Vous ne serez pas surpris que nous ayons une autre lecture de l'efficacité de cette loi. Aujourd'hui, nous constatons une décorrélation entre le titre de la loi, prétendument sur l'asile et l'immigration, les mesures qu'elle contient et celles qui sont effectivement mises en application : l'asile devient l'outil de la politique migratoire de ce Gouvernement qui n'a pas de politique d'immigration. Cela a conduit à une augmentation conséquente des demandes d'asile et fragilise l'ensemble de notre dispositif de protection des populations fragiles. Je rappelle les faits : en 2017, 100 000 demandeurs d'asile ; en 2018, 122 000 ; en 2019, nous devrions terminer l'année autour de 140 000 demandes.
Cette augmentation du nombre de demandes d'asile est d'autant plus surprenante qu'une grande partie du flux vient de pays d'origine sûrs. Je pense notamment aux 15 % de demandeurs d'asile enregistrés en France qui sont originaires de l'Albanie ou de la Géorgie.
Tout cela est le résultat de l'absence de politique d'immigration, qui fait que les flux se reportent sur l'asile, ce qui affecte l'efficacité de sa procédure. Malgré le développement, par la loi, de la procédure accélérée, le temps de traitement des demandes d'asile n'a pas baissé, alors que c'était l'un de ses objectifs centraux.
L'augmentation du nombre de procédures accélérées n'a donc pas eu pour conséquence la diminution du délai de traitement. Il s'agit d'un élément important à rappeler lorsque l'on observe ou lorsque l'on souhaite observer l'efficacité ou la mise en application de la loi que nous avons votée.
Nous devrons observer dans l'année qui vient les effets réels de l'élargissement du regroupement familial, pour sa première année d'application. On peut anticiper une accélération du regroupement familial, nouvelle version. Je rappelle que cette vision du regroupement familial organise l'irresponsabilité des parents, qui peuvent envoyer en première ligne un mineur sur le territoire français qui, une fois présent, pourra faire venir non seulement un parent pour le protéger, mais aussi faire rapatrier ses frères et soeurs, la fratrie complète, qu'ils soient ou non en danger dans le pays d'origine. Il conviendra d'observer cet élément très précisément dans les mois à venir.
Sur la réalité du traitement des demandes d'asile, j'aimerais d'abord rappeler que 90 % des demandeurs sont déboutés. Cela étant, le nombre d'éloignements a été réduit de 20 %, alors même que le nombre de demandes a augmenté et que le taux de rejet n'a pas diminué. L'exécution des obligations de quitter le territoire français (OQTF) atteint seulement 10 %, et le nombre d'éloignements forcés a baissé de 30 %.
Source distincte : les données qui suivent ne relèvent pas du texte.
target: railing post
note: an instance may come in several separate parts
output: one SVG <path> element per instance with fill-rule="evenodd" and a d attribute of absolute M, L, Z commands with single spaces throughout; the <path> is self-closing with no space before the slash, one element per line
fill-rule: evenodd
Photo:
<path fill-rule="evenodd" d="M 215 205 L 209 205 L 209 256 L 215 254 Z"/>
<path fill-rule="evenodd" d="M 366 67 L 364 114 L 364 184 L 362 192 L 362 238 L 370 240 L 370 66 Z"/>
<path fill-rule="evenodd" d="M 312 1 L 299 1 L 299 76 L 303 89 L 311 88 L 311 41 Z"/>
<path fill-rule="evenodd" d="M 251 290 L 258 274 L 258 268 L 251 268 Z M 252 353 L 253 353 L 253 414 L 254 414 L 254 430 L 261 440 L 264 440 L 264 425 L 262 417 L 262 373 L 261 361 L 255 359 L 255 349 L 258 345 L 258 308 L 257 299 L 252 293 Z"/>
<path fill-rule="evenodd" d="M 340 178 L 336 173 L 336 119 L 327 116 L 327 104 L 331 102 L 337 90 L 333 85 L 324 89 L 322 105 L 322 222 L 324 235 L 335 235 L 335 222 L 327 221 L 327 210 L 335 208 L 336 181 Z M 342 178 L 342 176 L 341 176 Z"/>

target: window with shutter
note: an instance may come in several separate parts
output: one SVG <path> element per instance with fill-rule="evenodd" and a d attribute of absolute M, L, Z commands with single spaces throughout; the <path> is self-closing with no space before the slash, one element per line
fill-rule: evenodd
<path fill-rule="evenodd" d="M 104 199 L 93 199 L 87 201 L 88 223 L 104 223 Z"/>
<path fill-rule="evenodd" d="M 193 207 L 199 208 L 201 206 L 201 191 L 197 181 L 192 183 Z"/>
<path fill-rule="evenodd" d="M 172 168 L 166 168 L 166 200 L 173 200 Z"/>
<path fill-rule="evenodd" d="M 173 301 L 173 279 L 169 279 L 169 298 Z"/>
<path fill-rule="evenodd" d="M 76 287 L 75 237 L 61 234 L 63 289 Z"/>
Voilà autant d'éléments convergents démontrant qu'il existe, finalement, deux façons d'entrer en France par l'asile. La première est d'arriver et d'obtenir le droit d'asile ; la seconde est d'être débouté et de rester de façon irrégulière sur le territoire national. Cela est bien la preuve qu'il n'y a pas de politique migratoire, ni de fermeté dans les décisions de l'État. C'est d'autant plus grave que nous constatons dans le projet de loi de finances pour 2020 une baisse de 10 % du budget consacré à la lutte contre l'immigration irrégulière. Cette baisse est incompréhensible étant donné la dynamique importante des chiffres de l'immigration et de la demande d'asile corrélés à une stabilité du taux de rejet.
Je me suis également inquiété de l'augmentation du délai sur les recours formés contre les décisions d'asile. In fine, cette extension du délai produit un allongement du temps de présence irrégulière sur le territoire, qui conduit à une installation de plus en plus pérenne sur le territoire national qui rend plus difficile l'expulsion une fois la demande déboutée.
Tout cela nous conduit à nous interroger, comme nous l'avions fait au moment du vote de ce texte, sur la pertinence de ses dispositions et à rappeler que cette loi est avant tout technocratique. Le traitement administratif des demandes n'a ni changé, ni dérapé sans être pour autant plus efficace. Elle a finalement renforcé l'illisibilité de notre stratégie migratoire sur le plan international et conduit à une augmentation des interprétations opportunistes faites par les migrants.
Je rappelle ce que nous demandions en 2018 et que nous continuons à demander aujourd'hui : le rejet d'une demande d'asile doit automatiquement être accompagné d'une OQTF qui doit être mise en oeuvre. Par cette seule façon l'État pourra redorer et rendre à nouveau lisible, compréhensible et protecteur, le droit d'asile auquel nous sommes particulièrement attachés.